Once science has asserted that it has an answer to a question, it may later
announce that it has changed its answer, but it will never admit that it has
no answer.
As the sociologist Robert K. Merton said almost fifty years ago, “On
every side, the scientist is reminded that it is his role to . . . have made
genuinely original contributions to the common stock of knowledge.”6
But in science as conducted today, a mere rebuttal is not considered a contribution
to knowledge. There is no role for a mere defense counselor. No scientist sees
a career advantage in proclaiming not only that the scientific establishment
is ignorant of the truth, but that he is also ignorant.
No wonder reigning scientific paradigms are so rarely abandoned, given that
every challenger is required to be a veritable Perry Mason of science. The inevitable
result is that flawed theories are left standing that ought to be rejected.
This rule of the science establishment does not serve truth. It imposes an unfair
burden of proof that, if applied in law, would require every defense lawyer
to be as effective as Perry Mason.
And since most defense lawyers aren’t Perry Masons, a lot of innocent
people would go to jail, because the juries would be forced to accept as true
theories that were in fact false. In science, we, the jury, are told to accept
as true the prosecutor’s theories (the reigning paradigms), and no defense
counsel is available whose sole duty is to expose their flaws and show that
their supposed answers are wrong.
Denigration Without Rules
A third characteristic element of litigation also appears repeatedly in the
evolution debates: the ad hominem denigration of the representatives of the
other side.
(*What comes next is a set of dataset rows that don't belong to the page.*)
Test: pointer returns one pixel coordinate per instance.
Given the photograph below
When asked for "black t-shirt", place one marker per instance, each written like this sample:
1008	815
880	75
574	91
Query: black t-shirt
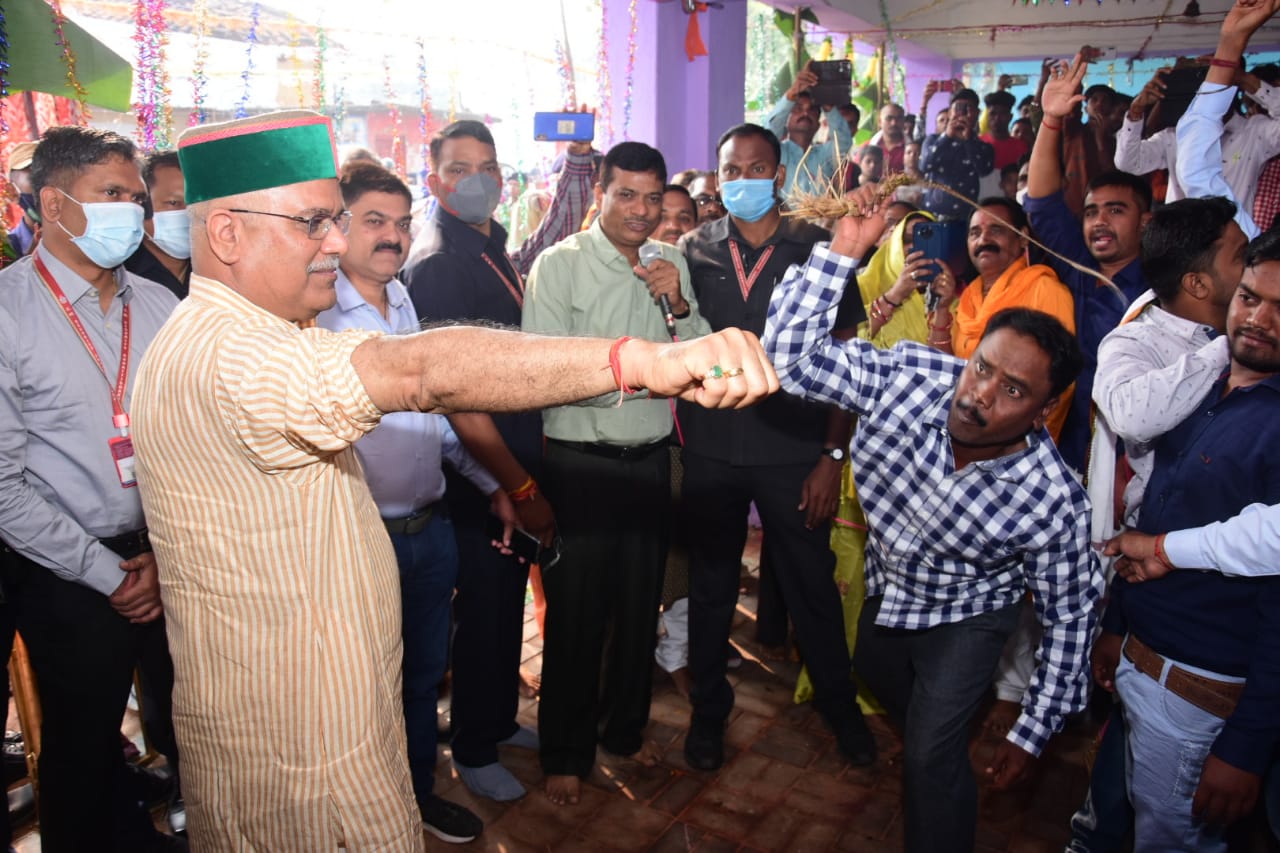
782	429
Lawyers regularly seize upon every action by the other side’s
lawyers that can be used to characterize them as deceitful, incompetent, confused,
or having bad motivations, in order to get the judge to discount their credibility.
Anyone who delves into the books, articles, and Internet postings on the evolution
debate will see instantly who employs these kinds of tactics and who does not.
For example, authors aligned with the scientific establishment almost always
label skeptics of unintelligent evolution as “creationists,” in
an attempt to box in all doubters with young-earth Christian fundamentalists.
These techniques are not the mark of an impartial truth-seeker; they are the
mark of a self-interested advocate. I do not see these kinds of ad hominem smear
tactics in the writings of the leading ID authors—which is another reason
why I have come to trust them more than their opponents in the debate.
But there is one twist to this: Although the debate is conducted in patterns
characteristic of litigation, scientists are not bound by the rules that bind
litigators. In litigation, party A submits an opening brief, party
B submits an opposition brief, A offers a reply, and
B submits a surreply. In litigation, these documents are all legal briefs
subject to impartial court rules as to length and format. Neither side can impose
special restrictions on the other.
In the evolution debate, the process typically starts with a book—the
opening brief—critical of unintelligent evolution. The opposition brief
takes the form of a book review in a magazine that likely favors unintelligent
evolution as a matter of its own editorial policy. If the magazine lets the
author defend the book, typically the space it offers him is quite limited.
Sometimes it will invite the critical reviewer to reply to the author’s
defense, and he is often given more space than the author was given to defend
his book.
This serves the magazine’s interests. After all, if the critic comes
off poorly in the exchange, or if readers come away thinking that the magazine’s
own policy is unsound, the magazine itself looks bad for having chosen an ineffective
reviewer and for having advocated a flawed policy.
In this process, those who promote unintelligent evolution often have a better
grasp of the forensic opportunities than do the challengers. One common technique
they use when they reply to an ID author’s defense is to claim that every
comment in the original book review that the author left unanswered is a point
he “cannot rebut.” But in reality the ID author’s decision
not to defend every point was compelled by the magazine’s refusal to provide
sufficient space and by his judgment as to which points would be of most interest
to the readers.
Scopes Revisited
Whenever someone seriously challenges the teaching of evolution in the high
schools, the scientific establishment and its allies trot out the Scopes “Monkey
Trial” of 1925 and attempt to cast the challengers as throwbacks to the
Christian fundamentalists portrayed in the movie Inherit the Wind.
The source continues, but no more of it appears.